Jam dinding yang tergantung di dinding belakang kafe sudah menunjukkan pukul 10
malam. Itu artinya aku sudah 2 jam berada di kafe ini, sendirian. Entah sudah
berapa puntung rokok yang kubuang ke dalam asbak yang ada di atas mejaku. Asbaknya
hampir penuh dengan puntung, abu dan kenangan masa lalu. Aku mengambil botol bir
bintang radler yang sudah kuminum setengah. Embun dibotolnya terasa dingin di
tangan. Sedingin sikapmu sebelum meminta untuk mengakhiri hubungan kita, 1
minggu yang lalu.
Sebuah
‘kecelakaan’ yang seharusnya membuatku emosi berat, tapi begitu melihat siapa
dalang di balik kecelakaan itu, emosiku surut seketika.
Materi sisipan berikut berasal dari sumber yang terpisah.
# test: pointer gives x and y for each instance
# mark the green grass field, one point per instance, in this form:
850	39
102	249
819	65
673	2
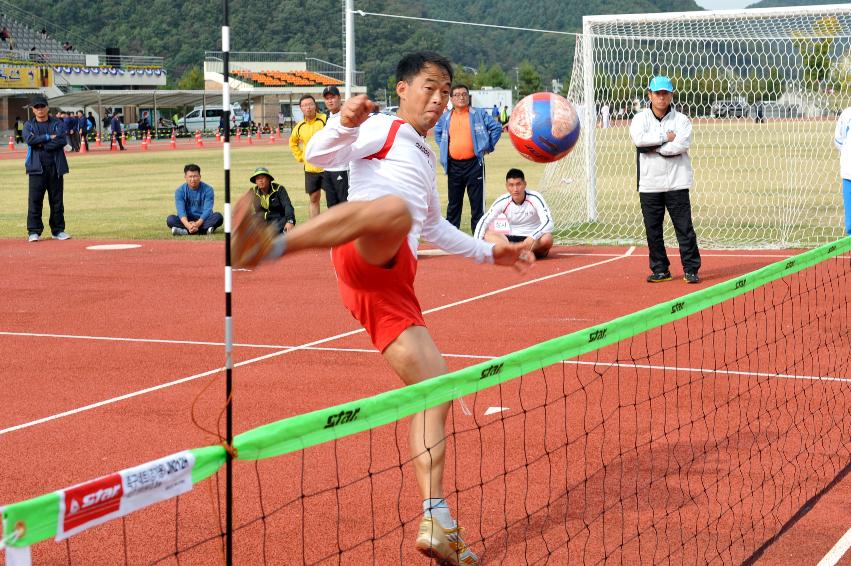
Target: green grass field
127	195
769	185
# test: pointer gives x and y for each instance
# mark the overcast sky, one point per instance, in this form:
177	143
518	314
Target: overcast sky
724	4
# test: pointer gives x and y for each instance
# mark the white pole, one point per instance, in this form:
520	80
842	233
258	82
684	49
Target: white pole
590	124
350	47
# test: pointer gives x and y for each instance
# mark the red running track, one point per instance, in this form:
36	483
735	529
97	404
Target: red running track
82	327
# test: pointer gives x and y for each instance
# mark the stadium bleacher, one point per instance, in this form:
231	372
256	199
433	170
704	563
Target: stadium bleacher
26	38
274	78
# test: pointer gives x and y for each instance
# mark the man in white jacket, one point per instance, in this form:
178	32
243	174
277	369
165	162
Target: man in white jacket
373	239
662	137
843	144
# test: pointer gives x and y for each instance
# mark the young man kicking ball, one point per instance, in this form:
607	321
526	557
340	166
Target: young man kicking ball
374	237
520	215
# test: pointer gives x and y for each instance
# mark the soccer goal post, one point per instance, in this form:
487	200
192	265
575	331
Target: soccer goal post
763	88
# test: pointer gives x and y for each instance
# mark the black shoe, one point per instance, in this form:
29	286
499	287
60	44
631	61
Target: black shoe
659	277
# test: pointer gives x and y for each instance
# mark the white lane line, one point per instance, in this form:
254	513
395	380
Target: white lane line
280	353
531	281
838	551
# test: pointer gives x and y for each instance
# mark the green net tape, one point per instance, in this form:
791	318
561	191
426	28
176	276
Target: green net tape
297	433
36	519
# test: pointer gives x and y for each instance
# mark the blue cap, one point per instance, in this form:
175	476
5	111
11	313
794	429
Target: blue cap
660	83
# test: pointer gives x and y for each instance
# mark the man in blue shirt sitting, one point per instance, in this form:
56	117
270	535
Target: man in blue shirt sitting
194	202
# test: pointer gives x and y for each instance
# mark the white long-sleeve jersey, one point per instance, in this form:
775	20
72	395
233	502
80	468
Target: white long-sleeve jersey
532	217
843	143
387	156
668	167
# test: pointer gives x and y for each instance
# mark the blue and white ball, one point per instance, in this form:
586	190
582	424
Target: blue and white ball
544	127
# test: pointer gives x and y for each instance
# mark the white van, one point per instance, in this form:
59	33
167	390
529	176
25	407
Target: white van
207	118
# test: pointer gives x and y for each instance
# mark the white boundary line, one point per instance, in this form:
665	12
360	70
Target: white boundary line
838	551
446	355
291	349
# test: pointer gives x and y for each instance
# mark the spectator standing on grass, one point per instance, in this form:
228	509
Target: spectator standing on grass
662	137
843	144
194	201
272	201
72	130
46	167
605	115
301	134
19	130
115	125
336	177
465	135
520	215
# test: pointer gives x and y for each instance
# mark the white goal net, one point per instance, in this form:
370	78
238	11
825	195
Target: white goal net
763	89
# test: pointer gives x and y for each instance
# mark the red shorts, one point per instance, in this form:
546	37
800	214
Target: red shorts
382	299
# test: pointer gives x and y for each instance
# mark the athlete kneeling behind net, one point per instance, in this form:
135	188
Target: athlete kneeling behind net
374	238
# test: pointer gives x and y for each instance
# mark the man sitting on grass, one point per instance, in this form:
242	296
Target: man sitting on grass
519	215
194	202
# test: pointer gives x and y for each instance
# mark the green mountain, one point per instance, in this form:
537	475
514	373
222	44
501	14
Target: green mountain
788	3
181	31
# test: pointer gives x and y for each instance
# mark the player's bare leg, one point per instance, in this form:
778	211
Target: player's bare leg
378	227
314	203
414	357
542	246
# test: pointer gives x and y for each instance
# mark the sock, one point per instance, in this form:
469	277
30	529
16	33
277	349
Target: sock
437	509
Saat itu aku sedang
mengerjakan proposal skripsiku di kafe ini. Aku mulai kehabisan kata-kata,
kuambil secangkir hot cappucinno yang ada di samping laptopku, baru saja
kuangkat cangkirnya, tangan kananku terhempas begitu saja ke arah samping. Kopinya
tumpah ke laptop dan celanaku. Laptopku seketika mati, selangkanganku terasa
panas, dua buah masa depanku terancam seketika. Aku menoleh dengan cepat ke
belakang dan siap mengabsen para hewan di kebun binatang di depan orang yang
berani-beraninya melakukan perbuatan ini padaku.
Begitu
aku menoleh, sesosok cewek berambut hitam sebahu, dengan kacamata ber-frame
besar menempel di wajahnya yang tampak pucat ketakutan, matanya tampak bulat
dan besar, bibir tipisnya berkata terbata-bata, “Ma-maaf.” Lalu tersenyum kecil.
Aku bisa membaca ekspresi ketakutanmu saat itu.
Iya,
sosok itu adalah kamu.
Cukup
lama aku terpana menatapmu. Senyumanmu membuat berbagai nama hewan yang hendak
kuabsen menjadi sebuah ajakan perkenalan. “Oh... iya gak apa-apa, kok. Nama
kamu siapa? Aku Reza.” Aku menyodorkan tanganku.
Mungkin
saat itu di bibirmu sudah ada cupid yang menggelayut manja. Panahnya kini tertancap
tepat di hatiku yang terdalam.
“Uhmmm…
Aku Stella.” Tanganmu tampak ragu saat menjabat tanganku, “yakin gak apa-apa?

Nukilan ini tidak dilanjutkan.